WASHINGTON -- April 25 --
AS'AD ABUKHALIL, AAbukhalil@csustan.edu, http://angryarab.blogspot.com AbuKhalil is author of the book "The Battle for Saudi Arabia: Royalty, Fundamentalism, and Global Power," professor in the Department of Politics at California State University, Stanislaus, and visiting professor at University of California, Berkeley. He said today: "The meeting today will cement the continued improvement in U.S.-Saudi relations despite criticism of the Saudi regime that emerged in the U.S. media after 9-11. The irony of this trip is that here is the head of one of the most oppressive governments in the world -- a religious dictatorship -- meeting with a U.S. president who continues to produce hollow rhetoric about democracy in the region. To the people of the region, this trip is not surprising. It's a continuation of decades-old U.S. policy of embracing 'convenient' dictatorships, especially if they produce crude oil. It's unlikely that Bush will make mention of the prisoners of conscience suffering in Saudi prisons -- especially those who are also critical of the U.S. like professor of communications Sa'id bin Zu'ayr, who was sentenced to four years in jail after criticizing the U.S. government on Al-Jazeera."
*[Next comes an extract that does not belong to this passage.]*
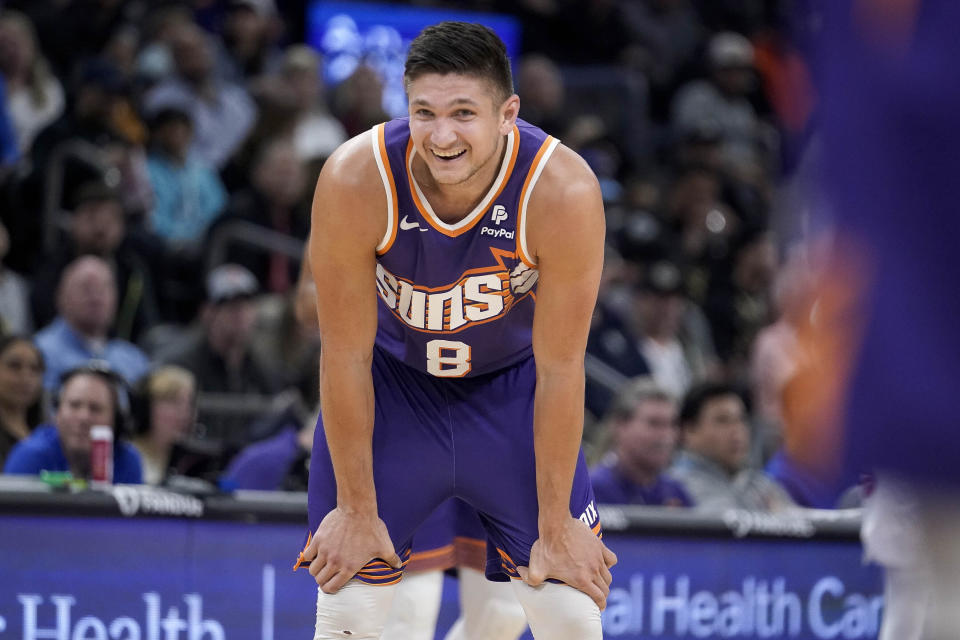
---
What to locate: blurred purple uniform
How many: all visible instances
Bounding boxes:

JAMES PAUL, email@example.com, http://www.globalpolicy.org Executive director of the Global Policy Forum, Paul is author of the report "Oil in Iraq: The Heart of the Crisis." Paul said today: "The Bush administration would have the U.S. public believe that there's an unlimited supply of oil and that the nasty environmentalists and greedy sheiks are keeping oil from reaching consumers. It's a catastrophic lie. There is growing consensus that worldwide oil production is reaching its peak. The Saudis are now pumping very near full capacity and all of OPEC is operating at full tilt. OPEC has been trying to lower oil prices to keep the markets stable but without success. Worldwide demand is going up and supply can't rise to meet it. The U.S. is thirsty for more, the markets in China and India are growing rapidly, so market forces are driving prices higher and higher. The administration's plans for controlling Iraqi oil and putting U.S. and U.K. companies in charge have thus far been a failure. Exxon's profits are setting new records, but the world's energy future is a chaos for which the oil giants are largely responsible."